The beneficial effects of physiologic dosages of cortisone acetate and cortisol in patients with congenital adrenal hyperplasia led to their being tried in women with ovarian dysfunction, hirsutism, and acne, since this combination of abnormalities occurred in both types of conditions. The dosages of glucocorticoids initially administered were relatively large, in the range of the full replacement dosages employed in congenital adrenal hyperplasia. Improvement occurred, but the possibility of adrenocortical suppression and impairment of resistance to stress from such doses was disturbing, so progressively smaller doses were tried, and we were pleased to find that impressive improvement occurred from physiologic dosages of 5 mg four times daily or even 2.5 mg four times daily, provided treatment was continued for a sufficient length of time.¹ It was therefore postulated that such cases might represent variants of the adrenogenital syndrome, viz., mild disorders of adrenal steroid metabolism characterized by excessive production of adrenal androgen and estrogen in sufficient quantities to interfere with ovarian function.
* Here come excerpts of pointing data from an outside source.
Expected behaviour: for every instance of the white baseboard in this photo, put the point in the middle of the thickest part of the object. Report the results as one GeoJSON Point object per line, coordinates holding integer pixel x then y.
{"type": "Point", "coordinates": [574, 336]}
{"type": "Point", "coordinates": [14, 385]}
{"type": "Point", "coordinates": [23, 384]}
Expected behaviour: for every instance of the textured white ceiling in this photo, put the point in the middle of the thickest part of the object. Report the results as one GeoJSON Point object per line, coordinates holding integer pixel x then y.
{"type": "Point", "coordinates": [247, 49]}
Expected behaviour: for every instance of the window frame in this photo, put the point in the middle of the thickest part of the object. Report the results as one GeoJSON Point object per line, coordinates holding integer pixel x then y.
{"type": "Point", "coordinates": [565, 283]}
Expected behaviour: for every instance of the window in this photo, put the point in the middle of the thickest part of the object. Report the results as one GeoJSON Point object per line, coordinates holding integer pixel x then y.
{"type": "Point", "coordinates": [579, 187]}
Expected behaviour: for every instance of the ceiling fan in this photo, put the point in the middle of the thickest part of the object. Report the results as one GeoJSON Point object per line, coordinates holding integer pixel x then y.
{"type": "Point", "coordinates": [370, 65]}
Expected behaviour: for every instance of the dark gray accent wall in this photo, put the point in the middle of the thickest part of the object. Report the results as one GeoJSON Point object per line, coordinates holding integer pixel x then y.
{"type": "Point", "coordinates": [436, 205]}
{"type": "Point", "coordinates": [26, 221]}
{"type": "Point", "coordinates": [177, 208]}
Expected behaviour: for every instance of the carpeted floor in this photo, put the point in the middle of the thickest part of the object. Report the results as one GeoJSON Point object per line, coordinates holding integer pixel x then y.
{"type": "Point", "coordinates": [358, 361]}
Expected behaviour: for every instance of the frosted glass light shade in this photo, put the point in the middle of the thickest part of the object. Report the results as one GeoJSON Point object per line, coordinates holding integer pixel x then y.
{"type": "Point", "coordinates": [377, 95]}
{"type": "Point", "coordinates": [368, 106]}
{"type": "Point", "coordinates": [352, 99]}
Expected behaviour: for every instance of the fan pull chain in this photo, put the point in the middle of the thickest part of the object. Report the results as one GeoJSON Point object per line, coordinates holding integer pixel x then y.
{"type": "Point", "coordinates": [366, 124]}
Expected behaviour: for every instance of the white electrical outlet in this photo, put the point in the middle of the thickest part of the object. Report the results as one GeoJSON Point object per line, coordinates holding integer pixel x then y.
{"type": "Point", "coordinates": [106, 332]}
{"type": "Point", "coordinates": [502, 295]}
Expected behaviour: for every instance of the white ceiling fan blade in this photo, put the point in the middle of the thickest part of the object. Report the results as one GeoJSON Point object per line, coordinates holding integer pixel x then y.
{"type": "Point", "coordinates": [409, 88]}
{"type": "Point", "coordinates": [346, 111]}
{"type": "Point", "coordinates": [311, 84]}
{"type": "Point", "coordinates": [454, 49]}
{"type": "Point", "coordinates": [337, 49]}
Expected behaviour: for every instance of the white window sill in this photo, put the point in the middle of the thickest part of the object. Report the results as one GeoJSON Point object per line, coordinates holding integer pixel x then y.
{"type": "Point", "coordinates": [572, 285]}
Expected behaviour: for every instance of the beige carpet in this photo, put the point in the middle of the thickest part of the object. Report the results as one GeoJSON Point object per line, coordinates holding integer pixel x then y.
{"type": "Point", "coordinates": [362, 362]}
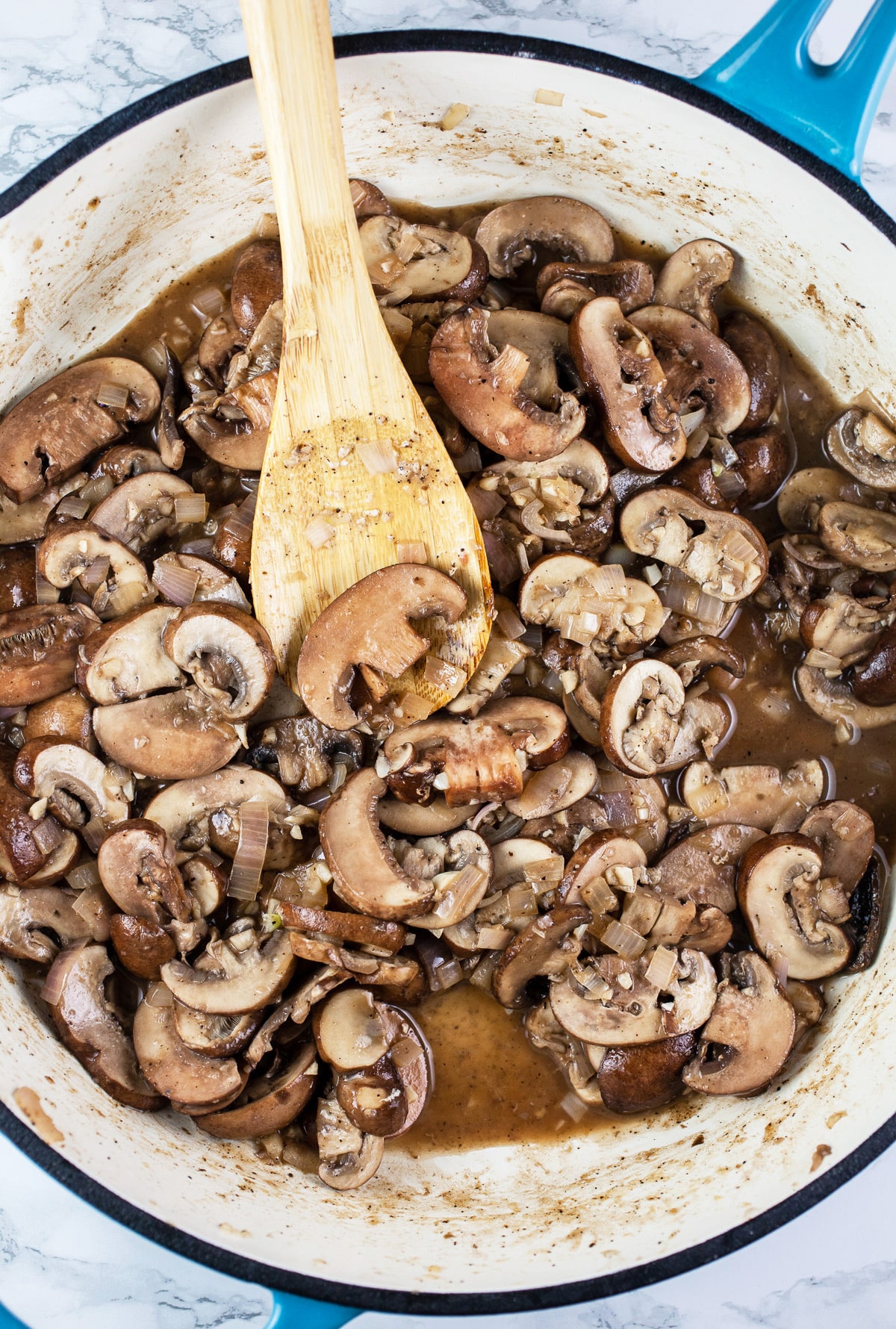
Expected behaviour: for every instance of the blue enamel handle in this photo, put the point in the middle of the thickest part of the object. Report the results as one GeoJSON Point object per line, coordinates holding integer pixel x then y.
{"type": "Point", "coordinates": [826, 108]}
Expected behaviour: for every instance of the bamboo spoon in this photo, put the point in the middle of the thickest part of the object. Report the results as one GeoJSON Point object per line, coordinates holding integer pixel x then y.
{"type": "Point", "coordinates": [342, 388]}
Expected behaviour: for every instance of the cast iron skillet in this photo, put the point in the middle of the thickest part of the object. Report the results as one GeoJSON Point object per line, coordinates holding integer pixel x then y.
{"type": "Point", "coordinates": [819, 119]}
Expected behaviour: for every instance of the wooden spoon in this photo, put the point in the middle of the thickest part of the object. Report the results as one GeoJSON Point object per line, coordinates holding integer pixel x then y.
{"type": "Point", "coordinates": [325, 516]}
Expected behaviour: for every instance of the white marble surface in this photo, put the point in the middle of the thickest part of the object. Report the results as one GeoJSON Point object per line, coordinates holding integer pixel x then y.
{"type": "Point", "coordinates": [64, 64]}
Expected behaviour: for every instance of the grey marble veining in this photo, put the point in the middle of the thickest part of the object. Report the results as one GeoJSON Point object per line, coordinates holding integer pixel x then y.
{"type": "Point", "coordinates": [66, 64]}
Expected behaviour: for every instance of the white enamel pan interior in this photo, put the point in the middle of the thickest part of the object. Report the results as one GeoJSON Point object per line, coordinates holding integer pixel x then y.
{"type": "Point", "coordinates": [521, 1226]}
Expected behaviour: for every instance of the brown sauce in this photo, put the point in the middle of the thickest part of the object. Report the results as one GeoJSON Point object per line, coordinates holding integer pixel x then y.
{"type": "Point", "coordinates": [491, 1085]}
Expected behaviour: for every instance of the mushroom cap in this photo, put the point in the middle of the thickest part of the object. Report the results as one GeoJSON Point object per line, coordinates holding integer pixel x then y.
{"type": "Point", "coordinates": [369, 625]}
{"type": "Point", "coordinates": [48, 434]}
{"type": "Point", "coordinates": [565, 225]}
{"type": "Point", "coordinates": [750, 1033]}
{"type": "Point", "coordinates": [90, 1029]}
{"type": "Point", "coordinates": [640, 423]}
{"type": "Point", "coordinates": [39, 650]}
{"type": "Point", "coordinates": [785, 901]}
{"type": "Point", "coordinates": [366, 872]}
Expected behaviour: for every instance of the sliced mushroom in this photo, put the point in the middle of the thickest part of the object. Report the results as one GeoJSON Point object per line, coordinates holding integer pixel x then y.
{"type": "Point", "coordinates": [411, 261]}
{"type": "Point", "coordinates": [226, 652]}
{"type": "Point", "coordinates": [485, 391]}
{"type": "Point", "coordinates": [286, 1095]}
{"type": "Point", "coordinates": [626, 382]}
{"type": "Point", "coordinates": [366, 872]}
{"type": "Point", "coordinates": [90, 1027]}
{"type": "Point", "coordinates": [701, 370]}
{"type": "Point", "coordinates": [865, 446]}
{"type": "Point", "coordinates": [48, 434]}
{"type": "Point", "coordinates": [80, 550]}
{"type": "Point", "coordinates": [753, 795]}
{"type": "Point", "coordinates": [78, 787]}
{"type": "Point", "coordinates": [791, 909]}
{"type": "Point", "coordinates": [693, 277]}
{"type": "Point", "coordinates": [750, 1033]}
{"type": "Point", "coordinates": [257, 284]}
{"type": "Point", "coordinates": [370, 625]}
{"type": "Point", "coordinates": [124, 658]}
{"type": "Point", "coordinates": [173, 737]}
{"type": "Point", "coordinates": [564, 225]}
{"type": "Point", "coordinates": [233, 978]}
{"type": "Point", "coordinates": [39, 650]}
{"type": "Point", "coordinates": [727, 558]}
{"type": "Point", "coordinates": [182, 1075]}
{"type": "Point", "coordinates": [645, 1075]}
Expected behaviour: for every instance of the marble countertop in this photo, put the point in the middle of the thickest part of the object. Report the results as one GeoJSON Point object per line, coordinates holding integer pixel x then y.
{"type": "Point", "coordinates": [66, 64]}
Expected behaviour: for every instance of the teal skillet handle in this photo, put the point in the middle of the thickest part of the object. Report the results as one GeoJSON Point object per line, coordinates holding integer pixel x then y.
{"type": "Point", "coordinates": [827, 109]}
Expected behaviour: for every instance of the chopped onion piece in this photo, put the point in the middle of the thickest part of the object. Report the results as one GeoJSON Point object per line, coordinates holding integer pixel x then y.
{"type": "Point", "coordinates": [252, 848]}
{"type": "Point", "coordinates": [175, 584]}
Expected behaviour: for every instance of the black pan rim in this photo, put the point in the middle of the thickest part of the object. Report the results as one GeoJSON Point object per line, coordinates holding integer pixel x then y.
{"type": "Point", "coordinates": [388, 1300]}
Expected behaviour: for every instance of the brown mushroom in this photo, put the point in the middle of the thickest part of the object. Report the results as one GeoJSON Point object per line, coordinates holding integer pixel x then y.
{"type": "Point", "coordinates": [48, 434]}
{"type": "Point", "coordinates": [369, 625]}
{"type": "Point", "coordinates": [485, 391]}
{"type": "Point", "coordinates": [90, 1027]}
{"type": "Point", "coordinates": [750, 1033]}
{"type": "Point", "coordinates": [626, 382]}
{"type": "Point", "coordinates": [693, 277]}
{"type": "Point", "coordinates": [564, 225]}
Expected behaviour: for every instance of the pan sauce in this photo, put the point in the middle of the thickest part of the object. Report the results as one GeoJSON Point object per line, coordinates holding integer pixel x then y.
{"type": "Point", "coordinates": [491, 1085]}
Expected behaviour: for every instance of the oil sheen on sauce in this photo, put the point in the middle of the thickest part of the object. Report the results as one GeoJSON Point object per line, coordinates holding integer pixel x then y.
{"type": "Point", "coordinates": [491, 1085]}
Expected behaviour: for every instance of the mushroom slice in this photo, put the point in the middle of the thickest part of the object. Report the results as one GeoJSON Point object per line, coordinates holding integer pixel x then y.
{"type": "Point", "coordinates": [349, 1158]}
{"type": "Point", "coordinates": [791, 909]}
{"type": "Point", "coordinates": [751, 795]}
{"type": "Point", "coordinates": [556, 787]}
{"type": "Point", "coordinates": [88, 1027]}
{"type": "Point", "coordinates": [626, 382]}
{"type": "Point", "coordinates": [184, 809]}
{"type": "Point", "coordinates": [124, 658]}
{"type": "Point", "coordinates": [213, 584]}
{"type": "Point", "coordinates": [175, 1070]}
{"type": "Point", "coordinates": [645, 1075]}
{"type": "Point", "coordinates": [585, 601]}
{"type": "Point", "coordinates": [139, 870]}
{"type": "Point", "coordinates": [701, 370]}
{"type": "Point", "coordinates": [410, 261]}
{"type": "Point", "coordinates": [173, 737]}
{"type": "Point", "coordinates": [834, 700]}
{"type": "Point", "coordinates": [143, 509]}
{"type": "Point", "coordinates": [859, 538]}
{"type": "Point", "coordinates": [650, 724]}
{"type": "Point", "coordinates": [370, 625]}
{"type": "Point", "coordinates": [702, 867]}
{"type": "Point", "coordinates": [39, 650]}
{"type": "Point", "coordinates": [228, 654]}
{"type": "Point", "coordinates": [564, 225]}
{"type": "Point", "coordinates": [257, 284]}
{"type": "Point", "coordinates": [485, 391]}
{"type": "Point", "coordinates": [865, 446]}
{"type": "Point", "coordinates": [233, 980]}
{"type": "Point", "coordinates": [80, 550]}
{"type": "Point", "coordinates": [756, 351]}
{"type": "Point", "coordinates": [48, 434]}
{"type": "Point", "coordinates": [78, 787]}
{"type": "Point", "coordinates": [750, 1033]}
{"type": "Point", "coordinates": [286, 1094]}
{"type": "Point", "coordinates": [366, 872]}
{"type": "Point", "coordinates": [693, 277]}
{"type": "Point", "coordinates": [544, 947]}
{"type": "Point", "coordinates": [846, 838]}
{"type": "Point", "coordinates": [626, 281]}
{"type": "Point", "coordinates": [31, 920]}
{"type": "Point", "coordinates": [729, 558]}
At that time, assessment of adrenal steroid production was limited clinically to measurements of urinary excretion of 17-ketosteroids (17-KS) and 17-hydroxycorticosteroids (17-OHST), resulting in indirect estimates at best, since levels of urinary metabolites might be affected by steroid metabolism in the liver and peripheral tissues, by blood levels of steroid-binding proteins, or by renal function, as well as by changes in rate or pattern of steroid production by the adrenals.

Responses of urinary excretion of 17-KS and 17-OHST of these patients to a standard stimulus with ACTH were usually consistent with normal adrenal responsiveness, but when urinary 17-KS were fractionated, excretion of dehydroepiandrosterone (DHEA), androsterone (A), and etiocholanolone (E) frequently showed much greater variation than that of women with regular ovulatory cycles.²

Later, when plasma levels of cortisol, testosterone, DHEA-sulfate, estrogen, and FSH could be measured, it was found that some women with gonadal dysfunction that could be corrected by subreplacement dosages of cortisone acetate or cortisol had poor responsiveness to ACTH indicative of low adrenal reserve, some had elevated levels of free (or unbound) testosterone or of DHEA-sulfate, and some had elevated or low levels of estrogen and low or normal levels of FSH. Those with elevated plasma free testosterone had associated acne and hirsutism, but urinary 17-KS excretion might be within normal limits. On the other hand, some women with acne and/or hirsutism might have normal plasma testosterone with elevated urinary 17-ketosteroids, indicating the production of an excess of androgen other than testosterone, usually DHEA. Women with elevated levels of estrogen usually had metropathia hemorrhagica.

After subreplacement dosages of glucocorticoids were found to correct ovarian dysfunction in this type of patient, studies were undertaken to determine the effects of small doses of cortisone acetate on fluid and electrolyte excretion as well as urinary steroid levels.³ It was found that small changes in urinary sodium and potassium excretion did occur but that these changes were corrected within eight days even though the steroid was continued (see Fig. 2). It was also noted that a new, stable level of urinary steroid excretion did not occur until approximately ten to fourteen days after these small doses were initiated. It was further found that these small doses did not interfere with the adrenals’ ability to respond to a standard dose of ACTH³ (Fig. 5).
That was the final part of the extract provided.